One of Berkeley’s famed Peregrine falcon pair found injured

Dr. Krystal Woo/Lindsay Wildlife Experience via Bay City News

Grinnell, one of the beloved Peregrine falcons, who along with his partner Annie, nests on the UC Berkeley Campanile Tower, was brought to Lindsay Wildlife Rehabilitation Hospital in Walnut Creek on Oct. 28 with injuries after a suspected territory dispute with another falcon.

Grinnell hasn’t had the best week.

The falcon, who along with mate Annie famously nests in UC Berkeley’s Campanile tower, was found sitting on a garbage can at the Berkeley Tennis Club on Oct. 28. He didn’t try to get away when approached by a human.

Someone from the club called Lindsay Wildlife Experience in Walnut Creek for advice, put Grinnell in a box, and took him to Lindsay’s wildlife hospital, where an examination showed the falcon was missing the tip of his maxilla, or upper bill. He was also missing a large patch of feathers on his chin and throat, near a wound, said Lindsay’s spokesperson Jennifer Modenessi.

Grinnell also had an injured left wing, which might explain why he was sitting around the Berkeley Tennis Club.

(Live camera stream courtesy of University of California at Berkeley/YouTube)

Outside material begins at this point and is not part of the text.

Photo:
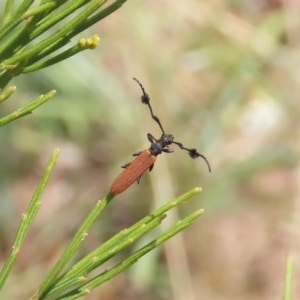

The fast-flying predator was sporting a federal band, which meant his movements and migratory behavior was being studied by federal researchers. A scan of the band revealed his identity.

Radiographs were taken of Grinnell’s injured wing and Dr. Krystal Woo, Lindsay’s lead wildlife veterinarian, performed minor surgery to close the wound on the wing.

Grinnell is receiving antibiotics, anti-parasitic drugs, and pain medication as he recovers from his injuries. The peregrine falcon will likely remain at Lindsay for at least 10 to 14 days to heal, before being returned to his hometown.

Modenessi said doctors suspect Grinnell’s wounds came from “an intraspecies attack.”

Grinnell and Annie were first observed at the UC Berkeley Campanile in late 2016. Since then, they have nested in the Campanile tower, with their daily nesting life captured on web cams and viewed by thousands of social media followers.